- O Estado de S. Paulo
A presidente Dilma Rousseff está ficando cansativa. Por repetitiva. Insistente no discurso vazio em que aponta intenções golpistas na discussão sobre a interrupção de seu mandato via impeachment ou renúncia.
Duas hipóteses absolutamente legais. Se Dilma as repudia é outra história. Ambas estão claramente descritas nos artigos 79, 80 e 81 da Constituição, que tratam da vacância do cargo e dos procedimentos para substituição. Não quer renunciar? Um direito que lhe assiste. Não está premida por justificativa jurídica? Melhor para ela.
Isso não lhe dá autorização para interditar um debate e muito menos para imputar crimes aos debatedores. Que, aliás, debatem à luz do dia.
Seria um caso peculiar de conspiração em praça pública e nos conformes da lei. A presidente da República banaliza o conceito de golpismo e põe em xeque o próprio dever conferido pelo posto de atuar contra tal natureza de infração e tais tipos de infratores a cláusulas pétreas da Carta.
Ela tem instrumentos na legislação para isso. O que não tem são motivos providos de substância.
Aponta ilegalidade onde vigora a plena legalidade. No que tange ao raciocínio lógico – terreno estranho à presidente – coloca-se, assim, na defesa de uma tese à margem da lei.
Não há “uso” da crise. Há uma crise, cuja saída depende de quem está no comando. Não apenas pelo fato de ser a responsável pela situação crítica, mas principalmente porque foi eleita para resolver os problemas, levar o País a superar as dificuldades.

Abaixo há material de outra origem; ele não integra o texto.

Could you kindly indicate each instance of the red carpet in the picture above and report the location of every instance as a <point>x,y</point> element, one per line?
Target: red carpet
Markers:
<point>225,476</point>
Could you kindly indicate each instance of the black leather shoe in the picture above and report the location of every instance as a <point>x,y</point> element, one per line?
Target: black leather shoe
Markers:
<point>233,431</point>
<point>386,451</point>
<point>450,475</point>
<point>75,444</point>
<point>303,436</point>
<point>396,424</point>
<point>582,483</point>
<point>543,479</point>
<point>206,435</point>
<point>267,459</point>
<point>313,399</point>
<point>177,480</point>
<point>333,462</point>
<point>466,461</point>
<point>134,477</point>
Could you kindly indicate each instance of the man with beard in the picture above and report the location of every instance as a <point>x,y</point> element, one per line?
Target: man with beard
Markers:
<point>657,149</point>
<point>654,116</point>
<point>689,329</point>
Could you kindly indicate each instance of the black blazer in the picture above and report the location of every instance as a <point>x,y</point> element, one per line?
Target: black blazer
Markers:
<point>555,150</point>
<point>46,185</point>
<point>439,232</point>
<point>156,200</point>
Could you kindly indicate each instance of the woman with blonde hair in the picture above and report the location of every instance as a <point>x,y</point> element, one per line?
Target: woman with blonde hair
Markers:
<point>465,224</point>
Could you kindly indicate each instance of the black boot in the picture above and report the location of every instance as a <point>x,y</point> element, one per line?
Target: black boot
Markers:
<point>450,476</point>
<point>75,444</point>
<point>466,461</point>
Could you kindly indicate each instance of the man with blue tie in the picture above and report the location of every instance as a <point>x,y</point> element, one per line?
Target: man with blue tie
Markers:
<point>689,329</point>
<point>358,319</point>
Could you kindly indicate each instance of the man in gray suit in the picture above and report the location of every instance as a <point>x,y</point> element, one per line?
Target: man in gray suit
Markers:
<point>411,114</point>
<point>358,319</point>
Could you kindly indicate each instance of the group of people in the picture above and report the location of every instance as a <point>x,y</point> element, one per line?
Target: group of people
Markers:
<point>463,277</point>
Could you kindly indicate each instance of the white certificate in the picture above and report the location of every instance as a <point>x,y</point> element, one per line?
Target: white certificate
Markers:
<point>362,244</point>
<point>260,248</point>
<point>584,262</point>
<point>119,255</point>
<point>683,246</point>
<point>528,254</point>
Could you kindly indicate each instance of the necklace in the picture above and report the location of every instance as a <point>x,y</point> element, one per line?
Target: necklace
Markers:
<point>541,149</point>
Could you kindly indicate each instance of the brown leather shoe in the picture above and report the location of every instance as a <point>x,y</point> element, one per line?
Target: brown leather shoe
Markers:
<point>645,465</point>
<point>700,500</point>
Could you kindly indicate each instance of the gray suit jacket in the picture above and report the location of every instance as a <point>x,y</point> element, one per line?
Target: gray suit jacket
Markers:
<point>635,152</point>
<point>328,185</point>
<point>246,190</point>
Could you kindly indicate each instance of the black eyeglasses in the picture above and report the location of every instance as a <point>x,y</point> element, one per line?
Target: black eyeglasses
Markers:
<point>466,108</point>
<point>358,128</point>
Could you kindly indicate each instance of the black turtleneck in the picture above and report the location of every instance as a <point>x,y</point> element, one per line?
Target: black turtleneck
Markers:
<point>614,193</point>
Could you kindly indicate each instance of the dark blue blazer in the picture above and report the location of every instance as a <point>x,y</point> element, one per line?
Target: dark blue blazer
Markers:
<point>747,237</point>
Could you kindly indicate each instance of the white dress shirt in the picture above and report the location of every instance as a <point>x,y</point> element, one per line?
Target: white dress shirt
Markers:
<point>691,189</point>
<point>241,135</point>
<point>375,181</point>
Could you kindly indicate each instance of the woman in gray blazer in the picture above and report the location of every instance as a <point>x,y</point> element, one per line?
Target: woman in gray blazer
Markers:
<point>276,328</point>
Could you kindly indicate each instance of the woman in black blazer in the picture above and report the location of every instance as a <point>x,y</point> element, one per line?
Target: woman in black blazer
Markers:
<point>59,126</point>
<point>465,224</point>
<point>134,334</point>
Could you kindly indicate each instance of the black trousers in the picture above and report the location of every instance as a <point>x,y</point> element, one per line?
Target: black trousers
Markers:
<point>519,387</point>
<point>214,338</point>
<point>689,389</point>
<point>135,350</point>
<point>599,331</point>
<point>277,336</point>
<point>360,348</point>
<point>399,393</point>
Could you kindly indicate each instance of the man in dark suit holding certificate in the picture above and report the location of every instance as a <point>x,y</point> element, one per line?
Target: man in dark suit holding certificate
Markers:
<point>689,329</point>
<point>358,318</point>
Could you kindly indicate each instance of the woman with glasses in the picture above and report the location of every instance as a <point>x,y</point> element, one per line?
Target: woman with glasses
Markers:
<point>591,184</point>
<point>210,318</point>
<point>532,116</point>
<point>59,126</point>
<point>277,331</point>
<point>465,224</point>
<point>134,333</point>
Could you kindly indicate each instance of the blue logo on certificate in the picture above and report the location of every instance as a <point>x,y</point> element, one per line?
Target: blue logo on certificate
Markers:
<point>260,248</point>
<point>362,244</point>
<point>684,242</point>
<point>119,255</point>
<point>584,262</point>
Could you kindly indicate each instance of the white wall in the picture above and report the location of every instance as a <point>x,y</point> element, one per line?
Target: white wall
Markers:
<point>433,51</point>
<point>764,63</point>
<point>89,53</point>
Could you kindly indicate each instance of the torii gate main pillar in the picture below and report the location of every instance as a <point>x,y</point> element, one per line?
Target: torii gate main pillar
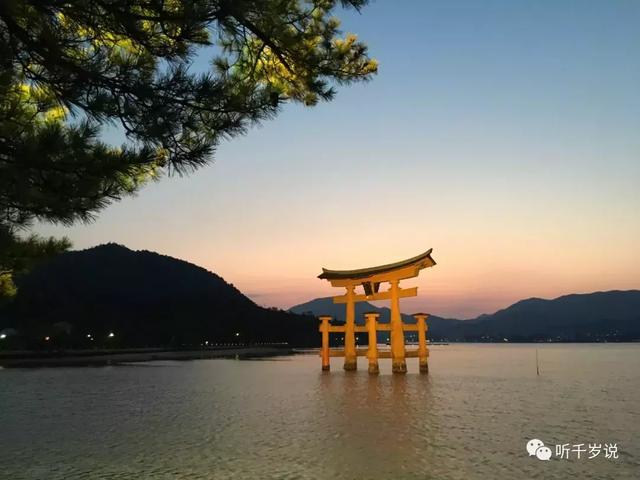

Portanto, conviria à presidente perceber as circunstâncias. Estas apontam para a necessidade premente de uma solução efetiva, consistente. Se ela se mostrar capaz de conduzir o Brasil na direção da saída da crise, terá readquirido legitimidade para completar o mandato para o qual foi eleita. Se não, perderá as condições políticas para governar.
Não será adotando o modelo caça golpista que vai reconquistar a confiança não diria nem da maioria absoluta, mas ao menos daquela maioria da população que a considerou apta para exercer um segundo mandato e hoje se mostra arrependida, conforme demonstram as pesquisas.
O discurso do golpe poderia até servir como palavra de ordem ao PT. Caso o PT ainda existisse como força política competitiva. Não existe mais. Dilma está desguarnecida do ponto de vista partidário. Bem como não dispõe de guarnições robustas no governo nas áreas cruciais da política e economia.
A presidente da República está só, refém de disputas internas e externas pelo espólio do partido ou pela herança do poder.
A cantilena do golpismo não leva a lugar algum. Apenas põe a presidente na situação do combatente que se desloca para a defesa com armas de ataque. Nada combina com nada. Todas as variantes contrariam as regras básicas da lógica.
As premissas não se coadunam com a conclusão e, nessa barafunda de ideias, a chefe da Nação acaba permitindo que seja pega no flagrante delito da má intenção, quando argumenta que nunca usou o poder para bloquear investigações.
Tal menção, feita ao molde de orgulho, considera a hipótese de o governante usar de seu poder para solapar as atribuições dos demais poderes. Quando Dilma diz “não fiz” ao mesmo tempo considera que “poderia ter feito”, mas “não quis”.
No desespero final, o mesmo argumento utilizado por Fernando Collor no apelo à clemência da Câmara quando do julgamento do pedido de abertura do processo de impeachment.
Collor não interferiu porque não podia. Dilma pode não tê-lo feito pelos motivos certos, mas justifica o gesto pelas razões erradas.